RFC initiated for Simple Spectral Access protocol

Mon Jun 25 03:56:16 PDT 2007

Dear SSAP document authors and DAL chairman,

Here you can find my analysis of some of the aspects of the current SSAP
document version.

Native data:
The document claims that any native data can be used in the SSAP server
implementation. In the introduction, we can find:

[…]Spectrum datasets may conform to a standard data model defined by
SSA, or may be native spectra with custom project-defined content[…]

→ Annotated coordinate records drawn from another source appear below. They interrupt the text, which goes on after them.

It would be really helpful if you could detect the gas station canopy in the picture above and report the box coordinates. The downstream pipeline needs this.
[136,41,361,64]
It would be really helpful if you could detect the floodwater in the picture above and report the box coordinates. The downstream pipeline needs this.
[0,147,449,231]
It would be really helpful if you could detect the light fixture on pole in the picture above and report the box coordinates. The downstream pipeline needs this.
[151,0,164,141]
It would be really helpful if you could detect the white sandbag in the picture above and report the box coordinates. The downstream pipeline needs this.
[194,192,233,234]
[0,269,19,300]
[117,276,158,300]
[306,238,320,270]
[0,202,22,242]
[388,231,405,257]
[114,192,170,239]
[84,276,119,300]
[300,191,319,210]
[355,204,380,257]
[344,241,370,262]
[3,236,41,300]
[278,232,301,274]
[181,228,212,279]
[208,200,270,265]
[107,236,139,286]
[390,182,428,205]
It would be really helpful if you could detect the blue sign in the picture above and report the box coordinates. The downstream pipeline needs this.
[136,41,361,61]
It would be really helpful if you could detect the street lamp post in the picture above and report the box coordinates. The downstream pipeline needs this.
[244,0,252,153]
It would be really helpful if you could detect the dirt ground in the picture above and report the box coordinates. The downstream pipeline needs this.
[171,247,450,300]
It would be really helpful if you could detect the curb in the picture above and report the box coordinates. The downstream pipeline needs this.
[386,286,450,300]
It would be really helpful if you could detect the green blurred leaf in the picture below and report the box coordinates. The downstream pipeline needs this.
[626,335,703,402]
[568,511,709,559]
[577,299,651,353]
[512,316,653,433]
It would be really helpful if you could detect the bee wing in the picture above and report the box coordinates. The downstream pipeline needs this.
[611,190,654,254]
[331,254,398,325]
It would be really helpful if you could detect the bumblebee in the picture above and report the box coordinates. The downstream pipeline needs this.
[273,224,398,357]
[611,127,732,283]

[…]Hence spectra may be actively mediated to the standard SSA-defined
data model at access time by the service, so that client analysis
programs do not have to be familiar with the idiosyncratic details of
each data collection to be accessed[…]

However, the document fails to explain how this mediation can be done
using native data. I explain here some examples of why the document
cannot be used as a protocol specification for this issue:

- The only way to allow “analysis programs” to “do not have to be
familiar with the idiosyncratic details of each data collection” in the
current SSAP spec is through the use of the output field
Dataset.DataModel. 

Apart from the examples (Spectrum 1.0, HST-STIS-1.0,…) there is no
explanation of how this can work. What does it mean? Do I have to
publish somewhere the data model to describe my data? What is the format
of this data model for data description? How is the mediation done for
the client?

If there is no standard for that, the only way for a VO client to handle
new data formats is, either by human interaction (that implies a
selection by the user on the display, which, sometimes, requires human
knowledge of the data format and it is not very efficient if you want to
load many spectra from different sources or if you are using a non-
interactive application), or by checking the files distributed every
time a new SSA server is registered and creating a special parser for
all the file formats (and yes,… in many occasions you can have more than
one data format per server) 

This last method (special parsers by server) is how it worked before the
VO era, and this is something we should prevent.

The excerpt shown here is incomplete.